Há quem defenda que isso é o caminho da transformação da sociedade para paradigmas compatíveis com a digitalização. Contudo, como já afirmava o psicólogo evolucionista Steven Pinker, em seu best seller Como a mente funciona, de 1997, a mente humana é fruto da evolução, que nos preparou para sermos bem-sucedidos em situações práticas do mundo natural. A construção do conhecimento formal, assim, depende de “um trabalho árduo que nem sempre é agradável em si mesmo”.
A variante psi, entretanto, tira proveito da falsa sensação de que algo se move no universo dos megapixels e dados fartos. Como explicou o psicólogo e naturalista J. J. Gibson nos idos de 1970, tanto os animais como os humanos, quando observam o mundo, não tomam o mundo como ele é, como se estivessem tirando uma fotografia, mas o tomam para identificar oportunidades específicas para agir.

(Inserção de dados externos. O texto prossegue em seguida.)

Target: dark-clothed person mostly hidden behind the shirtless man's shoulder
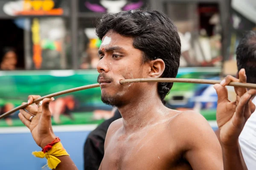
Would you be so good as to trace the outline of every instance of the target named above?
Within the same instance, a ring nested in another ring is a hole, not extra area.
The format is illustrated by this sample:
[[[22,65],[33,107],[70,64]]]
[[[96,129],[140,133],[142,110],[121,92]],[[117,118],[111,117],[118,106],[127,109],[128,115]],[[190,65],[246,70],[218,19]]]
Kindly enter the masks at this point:
[[[104,143],[110,124],[122,118],[118,109],[112,110],[113,117],[104,121],[90,132],[84,144],[84,170],[98,170],[104,156]]]

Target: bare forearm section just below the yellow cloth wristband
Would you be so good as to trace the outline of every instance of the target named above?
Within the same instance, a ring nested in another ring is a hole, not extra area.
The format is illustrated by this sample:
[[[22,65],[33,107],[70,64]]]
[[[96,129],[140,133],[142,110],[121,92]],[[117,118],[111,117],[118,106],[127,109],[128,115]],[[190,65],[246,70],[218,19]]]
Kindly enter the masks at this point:
[[[56,156],[61,163],[54,170],[78,170],[70,156]]]

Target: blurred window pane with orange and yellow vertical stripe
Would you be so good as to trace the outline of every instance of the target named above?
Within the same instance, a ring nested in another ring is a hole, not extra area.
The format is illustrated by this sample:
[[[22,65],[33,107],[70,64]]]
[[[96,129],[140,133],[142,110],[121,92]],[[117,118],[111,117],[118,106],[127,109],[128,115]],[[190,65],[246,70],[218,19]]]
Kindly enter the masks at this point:
[[[33,18],[31,22],[34,69],[70,69],[70,37],[64,18]]]

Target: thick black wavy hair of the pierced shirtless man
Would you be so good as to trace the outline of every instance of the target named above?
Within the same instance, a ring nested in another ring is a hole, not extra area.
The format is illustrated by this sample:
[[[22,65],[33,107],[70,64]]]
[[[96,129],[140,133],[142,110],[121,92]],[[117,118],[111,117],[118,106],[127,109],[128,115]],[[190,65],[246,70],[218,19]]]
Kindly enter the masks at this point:
[[[162,78],[175,78],[180,66],[180,37],[177,28],[166,14],[158,11],[131,10],[105,14],[96,26],[99,39],[110,30],[133,38],[133,46],[143,52],[143,62],[162,59],[165,70]],[[158,83],[163,104],[173,83]]]

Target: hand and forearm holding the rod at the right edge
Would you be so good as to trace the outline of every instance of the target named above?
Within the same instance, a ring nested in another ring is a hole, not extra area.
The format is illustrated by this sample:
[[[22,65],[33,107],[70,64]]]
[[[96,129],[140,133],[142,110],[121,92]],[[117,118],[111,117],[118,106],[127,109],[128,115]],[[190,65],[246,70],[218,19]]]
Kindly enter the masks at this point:
[[[240,70],[239,79],[227,76],[224,80],[221,85],[214,86],[218,94],[216,119],[219,127],[215,134],[221,143],[224,169],[247,170],[239,145],[239,135],[247,119],[255,110],[251,97],[256,94],[256,90],[247,91],[246,88],[236,87],[236,101],[230,102],[227,89],[224,86],[231,81],[246,83],[245,71],[244,69]]]

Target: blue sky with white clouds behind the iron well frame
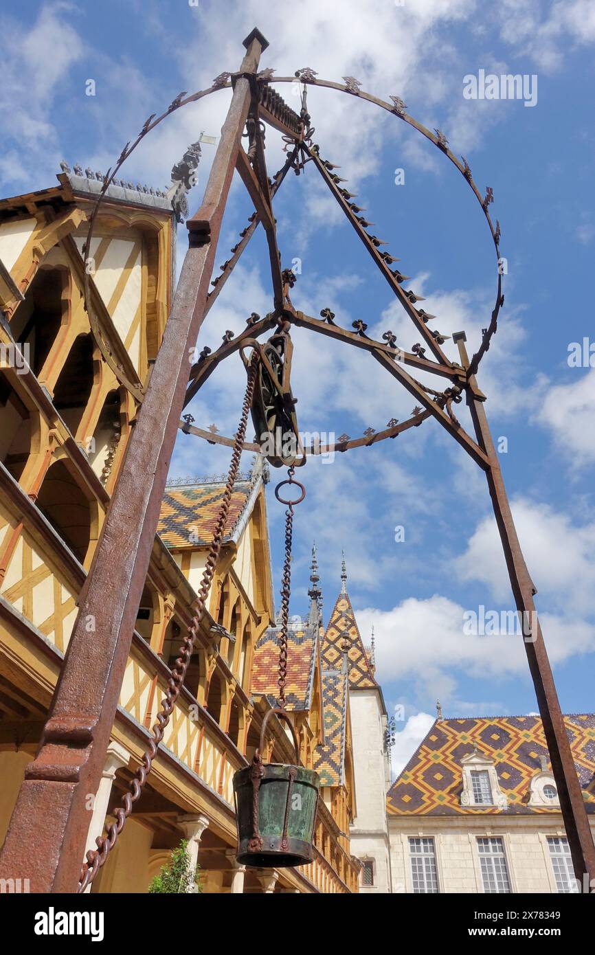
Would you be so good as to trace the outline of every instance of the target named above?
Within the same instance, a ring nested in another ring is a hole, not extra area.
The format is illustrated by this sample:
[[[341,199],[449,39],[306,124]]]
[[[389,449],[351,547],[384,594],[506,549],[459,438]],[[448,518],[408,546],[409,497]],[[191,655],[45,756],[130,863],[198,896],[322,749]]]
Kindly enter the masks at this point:
[[[59,160],[105,171],[144,119],[181,90],[210,85],[238,68],[253,26],[270,47],[262,66],[279,75],[309,66],[363,89],[402,96],[408,112],[440,128],[470,162],[478,187],[494,189],[493,217],[508,263],[499,332],[478,383],[488,395],[495,437],[508,441],[502,469],[564,711],[592,711],[595,613],[593,467],[595,371],[568,365],[568,348],[595,342],[591,275],[595,251],[592,122],[595,11],[590,0],[302,0],[262,11],[256,0],[35,3],[5,0],[0,115],[0,186],[8,196],[53,184]],[[467,100],[463,77],[536,74],[538,100]],[[96,96],[85,96],[87,79]],[[290,86],[279,92],[297,105]],[[218,135],[228,93],[169,118],[147,138],[123,175],[163,187],[186,145],[204,130]],[[321,155],[341,165],[372,231],[388,241],[408,287],[424,294],[434,327],[465,329],[478,347],[496,295],[493,246],[478,203],[431,143],[354,97],[312,90],[309,108]],[[282,164],[279,138],[267,136],[269,173]],[[196,208],[213,147],[203,147]],[[405,184],[394,184],[394,170]],[[219,262],[237,241],[250,203],[234,183],[223,221]],[[310,164],[287,177],[276,201],[284,266],[301,259],[296,308],[330,307],[346,328],[362,318],[369,334],[393,329],[405,349],[418,340],[368,255]],[[185,229],[179,236],[179,261]],[[251,311],[271,308],[262,234],[244,254],[202,329],[217,346],[225,329],[244,328]],[[294,392],[305,431],[361,435],[403,419],[414,402],[359,350],[294,336]],[[445,350],[452,357],[452,343]],[[595,352],[595,345],[593,348]],[[595,355],[593,356],[595,366]],[[429,380],[429,379],[425,379]],[[197,423],[236,427],[244,370],[236,356],[194,401]],[[467,430],[463,406],[457,414]],[[226,468],[226,453],[181,436],[172,475]],[[249,466],[246,456],[245,466]],[[276,477],[276,474],[273,474]],[[519,637],[467,636],[465,611],[512,608],[485,478],[435,422],[370,449],[308,464],[308,497],[295,519],[292,612],[307,609],[308,562],[316,540],[327,615],[346,552],[349,591],[364,640],[375,628],[378,676],[397,724],[395,765],[435,713],[536,710]],[[268,489],[275,587],[282,559],[283,510]],[[396,524],[405,541],[394,541]],[[290,661],[289,661],[290,666]]]

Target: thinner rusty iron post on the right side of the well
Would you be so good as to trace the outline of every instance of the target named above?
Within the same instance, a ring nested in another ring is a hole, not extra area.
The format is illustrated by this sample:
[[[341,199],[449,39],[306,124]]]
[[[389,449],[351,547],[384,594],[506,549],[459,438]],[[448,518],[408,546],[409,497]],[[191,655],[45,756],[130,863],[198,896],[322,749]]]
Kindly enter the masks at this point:
[[[461,365],[467,369],[469,368],[469,356],[464,344],[464,332],[458,332],[453,338],[457,342]],[[470,385],[475,388],[475,375],[471,376]],[[489,458],[489,467],[485,474],[490,498],[498,524],[510,583],[521,618],[524,647],[542,716],[543,732],[551,758],[552,772],[558,787],[564,828],[572,854],[574,872],[581,886],[583,886],[585,874],[589,881],[595,879],[595,845],[586,815],[581,783],[570,750],[568,733],[566,732],[560,701],[554,684],[554,676],[543,642],[542,628],[535,609],[533,596],[537,591],[522,556],[521,544],[512,518],[499,459],[490,433],[483,402],[474,397],[472,389],[467,389],[467,403],[473,419],[478,444]],[[527,623],[530,623],[531,634],[527,634],[527,637],[525,637]]]

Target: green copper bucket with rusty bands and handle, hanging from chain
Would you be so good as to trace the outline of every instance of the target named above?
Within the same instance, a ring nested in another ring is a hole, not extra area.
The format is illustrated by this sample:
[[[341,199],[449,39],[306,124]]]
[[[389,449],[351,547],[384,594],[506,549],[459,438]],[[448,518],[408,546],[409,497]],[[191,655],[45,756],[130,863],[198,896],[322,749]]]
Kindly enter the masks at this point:
[[[275,713],[291,730],[296,763],[299,750],[293,726],[283,710],[263,720],[260,747],[250,766],[233,777],[240,864],[254,868],[308,865],[318,805],[318,774],[303,766],[263,763],[266,723]]]

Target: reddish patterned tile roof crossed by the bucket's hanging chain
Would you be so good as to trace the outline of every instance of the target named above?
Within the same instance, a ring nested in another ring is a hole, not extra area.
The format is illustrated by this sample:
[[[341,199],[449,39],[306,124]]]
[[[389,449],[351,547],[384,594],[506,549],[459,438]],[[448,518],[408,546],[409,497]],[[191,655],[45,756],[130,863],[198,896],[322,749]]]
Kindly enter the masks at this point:
[[[316,630],[306,624],[289,624],[287,629],[286,708],[309,710],[316,667]],[[277,698],[279,672],[279,629],[265,630],[254,651],[252,693]]]

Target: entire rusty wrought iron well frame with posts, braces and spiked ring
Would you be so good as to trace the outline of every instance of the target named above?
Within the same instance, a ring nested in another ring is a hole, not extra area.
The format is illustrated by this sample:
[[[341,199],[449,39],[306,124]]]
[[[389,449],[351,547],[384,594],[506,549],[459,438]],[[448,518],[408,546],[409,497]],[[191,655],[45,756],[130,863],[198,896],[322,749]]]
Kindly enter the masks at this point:
[[[89,827],[86,798],[88,793],[97,790],[116,716],[124,667],[131,647],[178,429],[234,447],[233,459],[239,459],[243,448],[260,450],[258,445],[245,442],[242,434],[232,439],[202,432],[192,426],[187,416],[181,420],[182,410],[224,358],[247,347],[271,329],[281,330],[288,323],[289,326],[307,328],[367,350],[385,371],[413,395],[414,414],[407,421],[398,423],[392,420],[385,431],[370,432],[356,440],[342,435],[335,443],[334,450],[347,451],[370,445],[407,431],[426,419],[435,418],[471,456],[486,476],[521,622],[524,626],[527,620],[537,620],[533,599],[536,590],[521,553],[499,458],[485,414],[485,395],[479,390],[477,381],[479,364],[497,330],[499,309],[503,303],[501,270],[498,274],[496,304],[491,321],[483,330],[478,351],[469,358],[465,335],[461,332],[453,336],[459,362],[451,361],[441,348],[444,336],[430,327],[434,316],[417,308],[419,296],[403,288],[406,277],[391,268],[395,261],[393,256],[381,251],[382,241],[367,231],[370,223],[359,215],[362,210],[352,202],[354,197],[348,190],[342,187],[341,180],[334,173],[335,167],[322,159],[319,148],[312,143],[305,96],[308,86],[325,87],[356,96],[388,111],[434,142],[473,190],[491,231],[499,260],[499,223],[494,225],[490,217],[492,190],[488,189],[485,196],[481,195],[466,159],[461,161],[453,155],[448,140],[440,130],[432,133],[416,122],[407,113],[407,105],[399,96],[391,96],[390,101],[378,99],[365,93],[352,76],[343,77],[344,83],[335,83],[320,79],[309,68],[298,70],[293,76],[275,76],[273,79],[274,71],[259,72],[261,54],[267,46],[263,34],[256,29],[252,31],[244,40],[245,55],[236,73],[220,74],[209,89],[192,96],[178,96],[161,116],[149,117],[138,138],[132,145],[127,144],[114,170],[105,177],[103,192],[114,179],[121,163],[159,122],[189,102],[231,87],[233,95],[202,205],[186,223],[189,248],[146,391],[126,382],[123,370],[118,367],[115,357],[109,353],[96,330],[97,344],[106,361],[114,368],[120,381],[134,390],[141,404],[102,536],[97,544],[92,572],[80,596],[78,616],[53,695],[52,709],[39,750],[27,768],[0,854],[0,878],[27,878],[32,892],[75,892],[85,884],[84,880],[81,881],[80,871]],[[299,115],[273,89],[273,83],[296,82],[299,82],[303,93]],[[280,131],[287,144],[287,160],[271,180],[268,179],[265,161],[266,125]],[[248,138],[247,150],[242,145],[244,129]],[[334,323],[334,316],[329,309],[324,309],[320,318],[313,318],[293,307],[289,290],[294,284],[294,276],[281,265],[272,199],[289,169],[300,174],[307,163],[318,170],[368,250],[374,265],[384,275],[412,320],[420,341],[411,351],[397,348],[392,332],[387,332],[381,342],[372,340],[366,335],[364,321],[355,322],[354,330],[342,329]],[[244,181],[255,211],[209,290],[223,211],[235,170]],[[266,231],[273,309],[264,318],[252,314],[244,332],[236,337],[226,335],[218,350],[210,352],[208,348],[202,349],[201,358],[191,369],[189,379],[188,351],[197,342],[205,316],[259,223],[263,224]],[[93,328],[92,311],[90,318]],[[432,357],[426,357],[426,351]],[[431,372],[445,379],[448,387],[443,391],[428,388],[408,370]],[[288,390],[287,382],[286,385]],[[475,437],[464,431],[453,412],[453,404],[462,399],[469,407]],[[311,449],[306,449],[307,453],[308,450]],[[328,450],[331,449],[318,449],[320,453]],[[92,643],[85,629],[89,615],[96,618]],[[595,878],[595,847],[539,623],[533,627],[531,639],[524,640],[524,647],[542,716],[575,873],[583,882],[585,874],[588,879]],[[155,744],[154,754],[157,753],[158,743]],[[148,768],[139,768],[139,785],[143,784],[149,769],[150,761]],[[117,833],[114,833],[114,838],[117,838]]]

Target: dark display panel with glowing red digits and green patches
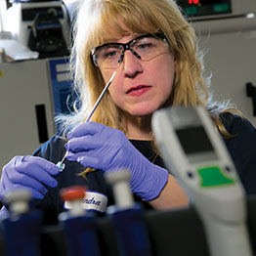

No mundo das escolas tradicionais, com a presença física, os estímulos chegam aos alunos por diferentes vias sensitivas e não apenas pelo âmbito visual. Os abraços, os cheiros, os ruídos de fundo, complementam o sentido visual, sofisticando os estímulos. Nossas ações levam em consideração tudo isso. É aqui que a experiência subjetiva ganha em amplitude e, assim, encaminha o nosso desenvolvimento mental por vias mais produtivas. Privados disso, encarando os megapixels de seus black mirrors, jovens e adolescentes convalescem pela ação da variante psi.
A profundidade do mundo digital diverge em número de dimensões daquela do mundo físico. No entanto, tanto um quanto o outro agora se dispõem como “o mundo na sua totalidade”. Nenhum de nós pode se ocultar de um deles por simples escolha. Eles estão inexoravelmente inter-relacionados em termos de significado e de representação.
O sentido das coisas deste mundo “figital” possui a envergadura dos limites de nossa experiência e da nossa capacidade em associar o que apreendemos com o que já sabemos. Na circunstância da pandemia, o fechamento das escolas, e a tentativa de manter a rotina do desenvolvimento de nossas crianças e jovens, suprime da totalidade do mundo físico-digital as experiências para o qual o nosso cérebro primata se preparou pelas vias do processo evolutivo.
Nos meandros do desenvolvimento cognitivo, onde se torna imperativa a exposição das experiências plenas dos sentidos, subtrair o convívio social tradicional, reforça o encurtamento de nossa capacidade de dar sentido ao mundo. O que resulta é o hábito de entender que o mundo é aquilo que vemos nos espelhos escuros de nossos smartphones e computadores. O que sobra é essa ilha que, na verdade, deveria ser um continente.
Ainda é cedo para avaliarmos o impacto desta geração que tem na ponta dos dedos o que não tem entre os braços. Ainda é cedo para julgarmos se haverá prejuízos difíceis de serem recuperados. O desenvolvimento cognitivo pressupõe um mundo de experiências pentatônico, canônico, sobreposto.
Tal qual uma sinfonia, cada instrumento não está ali por acaso. Os instrumentos digitais ressoam nas alturas da catedral de pedra, enquanto se ouvem os gritos metálicos do órgão de fole. Não deveríamos deixar nossos filhos tão facilmente expostos à variante psi.
Parafraseando Humberto Eco: deixar nossos jovens “sem nunca estarmos seguros que não perderam uma reverberação ultravioleta, uma alusão infravermelha” não pode ser o melhor caminho.